Another son, Ivan Samuilovich Greig (1776–1802), traveled to China but was never heard of again.

His grandson Samuil Alexeyvich Greig (1827–1887) was the Russian Minister of Finance 1877–80. A general-lieutenant, he took part in the defence of Sebastopol during the Crimea War. He is buried in Smolenskoe Lutheran Cemetery in St. Petersburg.

The Battle of Chesma

When some time after the war broke out between the Russians and the Turks, Captain Greig was sent in 1770 under the command of Count Alexey Orlov and Admiral Grigory Spiridov, with a fleet to the Mediterranean.
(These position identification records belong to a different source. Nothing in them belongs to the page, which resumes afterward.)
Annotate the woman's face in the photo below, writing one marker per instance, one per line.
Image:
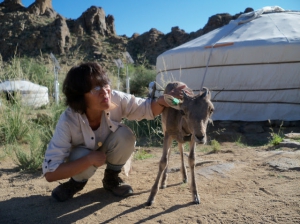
(98, 98)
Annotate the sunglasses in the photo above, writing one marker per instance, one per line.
(97, 89)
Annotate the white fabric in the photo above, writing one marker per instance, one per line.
(259, 69)
(32, 95)
(73, 128)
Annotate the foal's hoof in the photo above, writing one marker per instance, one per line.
(197, 199)
(149, 203)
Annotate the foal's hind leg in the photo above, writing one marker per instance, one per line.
(162, 166)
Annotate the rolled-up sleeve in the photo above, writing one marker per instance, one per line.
(136, 108)
(59, 147)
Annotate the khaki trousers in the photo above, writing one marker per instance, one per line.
(118, 148)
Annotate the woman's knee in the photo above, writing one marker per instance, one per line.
(77, 153)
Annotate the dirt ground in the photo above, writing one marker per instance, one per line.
(239, 184)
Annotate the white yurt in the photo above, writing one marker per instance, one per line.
(32, 95)
(251, 66)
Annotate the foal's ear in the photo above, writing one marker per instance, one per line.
(173, 102)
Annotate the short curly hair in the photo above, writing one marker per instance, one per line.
(80, 80)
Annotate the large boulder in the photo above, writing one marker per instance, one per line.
(39, 7)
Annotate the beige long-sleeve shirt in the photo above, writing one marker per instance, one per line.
(73, 128)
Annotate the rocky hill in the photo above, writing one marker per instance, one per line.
(30, 31)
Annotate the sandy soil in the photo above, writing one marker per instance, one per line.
(236, 185)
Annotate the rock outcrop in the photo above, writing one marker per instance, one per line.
(38, 28)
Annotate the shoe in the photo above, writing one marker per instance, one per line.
(112, 182)
(67, 190)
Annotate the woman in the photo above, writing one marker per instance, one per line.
(89, 133)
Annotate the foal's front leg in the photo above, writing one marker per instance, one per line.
(183, 167)
(192, 159)
(162, 166)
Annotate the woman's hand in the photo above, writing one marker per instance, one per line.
(177, 92)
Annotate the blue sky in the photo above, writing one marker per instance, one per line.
(139, 16)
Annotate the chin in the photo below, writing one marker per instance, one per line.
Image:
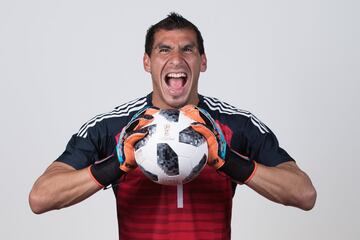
(176, 102)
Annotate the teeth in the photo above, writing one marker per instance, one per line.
(176, 75)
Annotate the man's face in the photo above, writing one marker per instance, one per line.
(175, 65)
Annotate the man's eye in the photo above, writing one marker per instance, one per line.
(164, 50)
(188, 50)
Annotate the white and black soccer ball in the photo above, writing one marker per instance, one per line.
(172, 153)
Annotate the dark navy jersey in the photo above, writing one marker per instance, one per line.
(147, 210)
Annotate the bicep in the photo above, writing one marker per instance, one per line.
(58, 167)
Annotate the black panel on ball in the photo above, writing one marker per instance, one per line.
(172, 115)
(151, 130)
(190, 136)
(150, 175)
(167, 159)
(196, 170)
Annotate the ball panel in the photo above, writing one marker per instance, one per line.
(190, 136)
(167, 159)
(173, 153)
(172, 115)
(196, 170)
(151, 130)
(153, 177)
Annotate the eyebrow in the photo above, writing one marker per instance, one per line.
(161, 45)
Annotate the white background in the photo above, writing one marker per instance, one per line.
(294, 64)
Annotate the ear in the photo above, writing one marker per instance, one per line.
(147, 63)
(203, 64)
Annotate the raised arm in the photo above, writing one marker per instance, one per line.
(286, 184)
(61, 186)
The Turkish fleet of around 15 ships of the line plus frigates and galleys which they met near Chesma Bay, western Turkey, was much superior to the Russian force of 9 ships of the line and 3 frigates. After a severe and sanguinary but indecisive battle, the Turkish fleet retired during the night close into Chesma Bay, where they were protected by batteries on land. Notwithstanding the formidable position which the enemy had taken up, the Russian admiral determined to pursue, and if possible destroy these by means of his fire-ships.
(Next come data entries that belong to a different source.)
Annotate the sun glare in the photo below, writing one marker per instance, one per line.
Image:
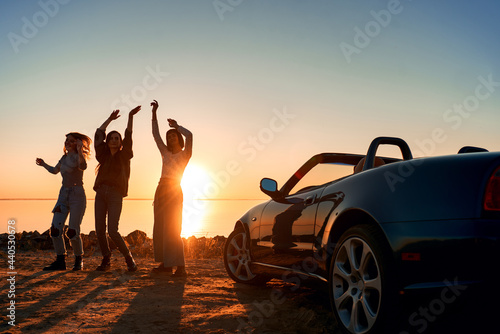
(194, 208)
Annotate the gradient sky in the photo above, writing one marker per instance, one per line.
(263, 85)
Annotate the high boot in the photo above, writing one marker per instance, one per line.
(78, 263)
(105, 264)
(58, 264)
(131, 266)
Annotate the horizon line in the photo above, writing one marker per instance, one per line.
(136, 199)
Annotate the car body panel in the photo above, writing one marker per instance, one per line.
(427, 206)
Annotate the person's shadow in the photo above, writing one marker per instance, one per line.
(156, 307)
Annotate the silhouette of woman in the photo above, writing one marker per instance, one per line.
(168, 245)
(111, 185)
(71, 200)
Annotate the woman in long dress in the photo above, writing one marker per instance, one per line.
(167, 241)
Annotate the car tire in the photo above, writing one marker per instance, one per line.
(237, 258)
(359, 281)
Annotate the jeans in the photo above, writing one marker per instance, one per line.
(72, 201)
(108, 201)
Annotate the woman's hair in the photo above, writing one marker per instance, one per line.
(179, 136)
(86, 143)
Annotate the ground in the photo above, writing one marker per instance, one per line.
(207, 301)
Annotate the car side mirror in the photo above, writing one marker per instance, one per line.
(269, 187)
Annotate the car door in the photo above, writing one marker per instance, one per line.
(287, 229)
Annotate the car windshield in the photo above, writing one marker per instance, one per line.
(321, 174)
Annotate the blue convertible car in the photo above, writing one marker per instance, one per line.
(386, 227)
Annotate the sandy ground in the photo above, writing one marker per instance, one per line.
(207, 301)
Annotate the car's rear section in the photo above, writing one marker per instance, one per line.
(457, 239)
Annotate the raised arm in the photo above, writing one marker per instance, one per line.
(82, 163)
(50, 169)
(114, 115)
(188, 146)
(131, 117)
(156, 131)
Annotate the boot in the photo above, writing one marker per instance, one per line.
(131, 266)
(162, 269)
(78, 263)
(105, 264)
(58, 264)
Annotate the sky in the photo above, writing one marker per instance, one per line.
(262, 85)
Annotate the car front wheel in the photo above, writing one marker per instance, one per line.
(237, 258)
(359, 289)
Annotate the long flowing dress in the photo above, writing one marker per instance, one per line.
(167, 241)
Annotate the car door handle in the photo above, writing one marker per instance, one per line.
(309, 200)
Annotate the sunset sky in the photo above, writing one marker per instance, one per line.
(263, 85)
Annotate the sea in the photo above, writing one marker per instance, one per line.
(201, 217)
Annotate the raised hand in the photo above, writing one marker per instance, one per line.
(155, 105)
(79, 145)
(172, 123)
(134, 111)
(114, 115)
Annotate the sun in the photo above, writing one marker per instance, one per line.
(193, 182)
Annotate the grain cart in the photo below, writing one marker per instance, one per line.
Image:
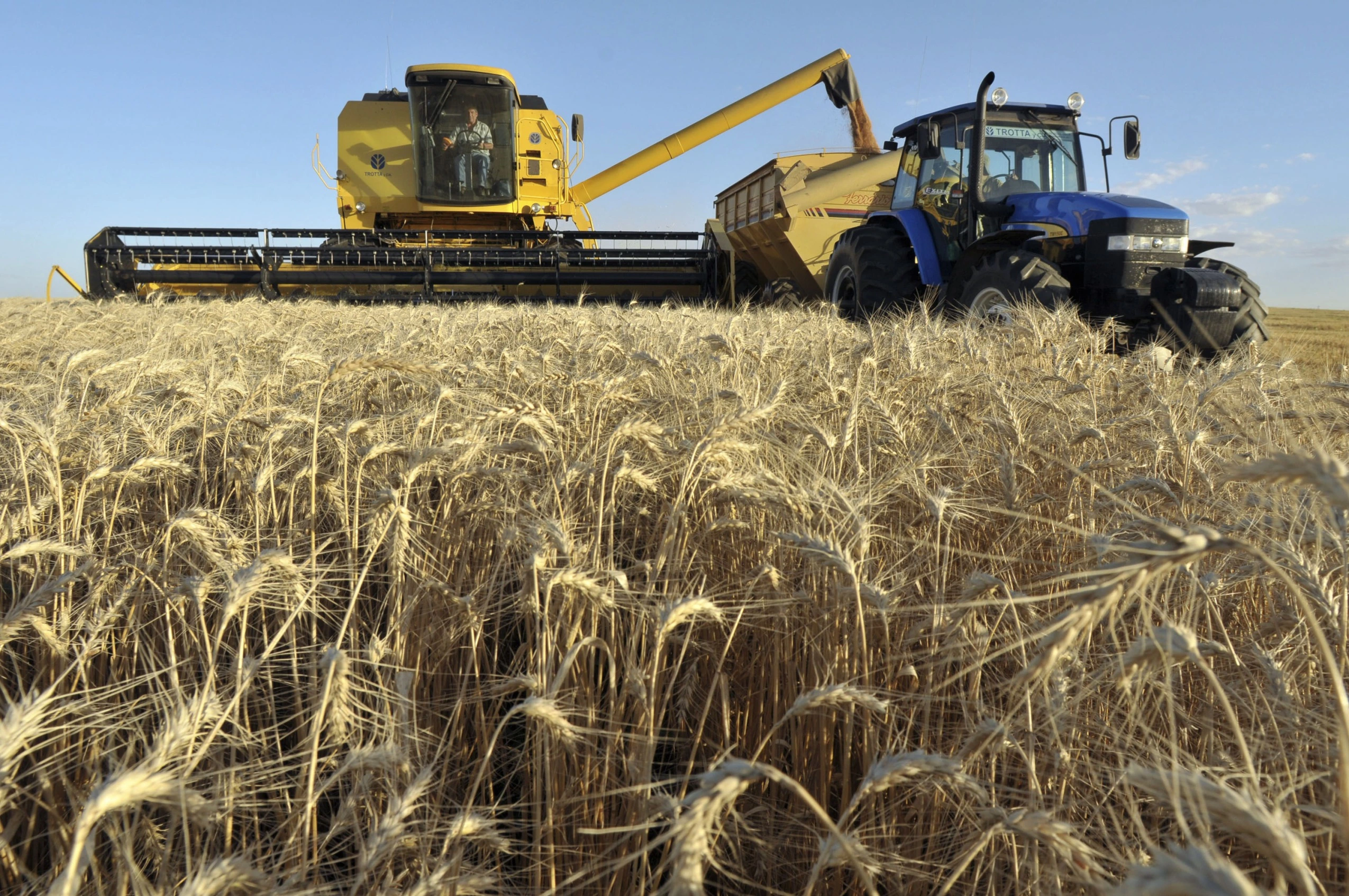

At one o’clock in the morning Captain Greig bore down upon the enemy with his fire-ships, and succeeded in totally destroying the Turkish fleet. Captain Greig, on this occasion assisted by another British officer, a Lieutenant Drysdale, who acted under him, set the match to the fire ships with his own hands. This perilous duty performed, he and Drysdale leaped overboard and swam to their own boats, under a tremendous fire from the Turks, and at the imminent hazard besides of being destroyed by the explosion of their own fire-ships. Following up this success, the Russian fleet now attacked the town and batteries on shore, and by nine o’clock in the morning there was scarcely a vestige remaining of the town, fortifications, or fleet. For this important service, Captain Greig, who had been appointed commodore on his being placed in command of the fire-ships, was immediately promoted by Count Orlov to the rank of admiral, an appointment which was confirmed by an express from the Empress of Russia.
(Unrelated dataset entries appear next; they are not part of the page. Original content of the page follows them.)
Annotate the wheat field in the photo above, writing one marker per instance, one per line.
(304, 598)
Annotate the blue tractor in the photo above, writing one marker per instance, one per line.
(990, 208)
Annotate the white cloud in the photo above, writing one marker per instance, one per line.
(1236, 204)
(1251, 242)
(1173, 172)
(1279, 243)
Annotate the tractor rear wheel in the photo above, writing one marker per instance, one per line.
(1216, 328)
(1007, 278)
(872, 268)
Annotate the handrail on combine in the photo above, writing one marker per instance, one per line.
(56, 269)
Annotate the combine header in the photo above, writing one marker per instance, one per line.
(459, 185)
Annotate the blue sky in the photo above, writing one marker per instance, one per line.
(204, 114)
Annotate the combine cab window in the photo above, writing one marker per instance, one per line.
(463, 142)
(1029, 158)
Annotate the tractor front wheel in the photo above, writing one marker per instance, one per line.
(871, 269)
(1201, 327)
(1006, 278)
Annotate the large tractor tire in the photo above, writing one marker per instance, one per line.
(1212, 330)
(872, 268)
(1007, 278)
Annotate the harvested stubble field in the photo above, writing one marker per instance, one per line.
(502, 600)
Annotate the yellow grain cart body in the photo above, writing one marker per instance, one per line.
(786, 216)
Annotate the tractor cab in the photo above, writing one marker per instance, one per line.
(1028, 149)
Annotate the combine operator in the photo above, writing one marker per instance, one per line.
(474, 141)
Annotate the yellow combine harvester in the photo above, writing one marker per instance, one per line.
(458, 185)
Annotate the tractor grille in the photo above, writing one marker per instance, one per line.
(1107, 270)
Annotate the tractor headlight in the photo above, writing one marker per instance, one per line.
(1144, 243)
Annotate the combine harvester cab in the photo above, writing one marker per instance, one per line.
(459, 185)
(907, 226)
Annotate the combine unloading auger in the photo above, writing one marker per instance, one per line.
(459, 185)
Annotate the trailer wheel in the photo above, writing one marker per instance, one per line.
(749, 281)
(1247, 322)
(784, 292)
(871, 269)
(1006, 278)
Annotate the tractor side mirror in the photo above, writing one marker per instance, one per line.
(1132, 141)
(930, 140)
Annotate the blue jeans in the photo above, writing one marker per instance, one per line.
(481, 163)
A peace was soon afterwards concluded between the two powers, but this circumstance did not lessen the importance of Admiral Greig's services to the government by which he was employed. He continued indefatigable in his exertions in improving the Russian fleet, remodeling its code of discipline, and by his example infusing a spirit into every department of its economy, which finally made it one of the most formidable marines in Europe. These important services were fully appreciated by the empress, who rewarded them by promoting Greig to the high rank of admiral of the Russian Empire, and governor of Kronstadt. In 1782 he was elected a Fellow of the Royal Society

The Battle of Hogland

Admiral Greig next distinguished himself against the Swedes, whose fleet he blocked up in port, whilst he himself rode triumphantly in the open seas of the Baltic. Several days after winning the Battle of Hogland, he was attacked by a violent fever, and having been carried to Reval, died on 26 October 1788, on board of his own ship, Rostislav, after a few days' illness, in the 53rd year of his life. As soon as the empress heard of his illness, she, in the utmost anxiety about a life so valuable to herself and her empire, instantly sent for her first physician, Dr Rogerson, and ordered him to proceed immediately to Revel and to do every thing in his power for the admiral's recovery. Dr Rogerson obeyed, but all his skill was unavailing.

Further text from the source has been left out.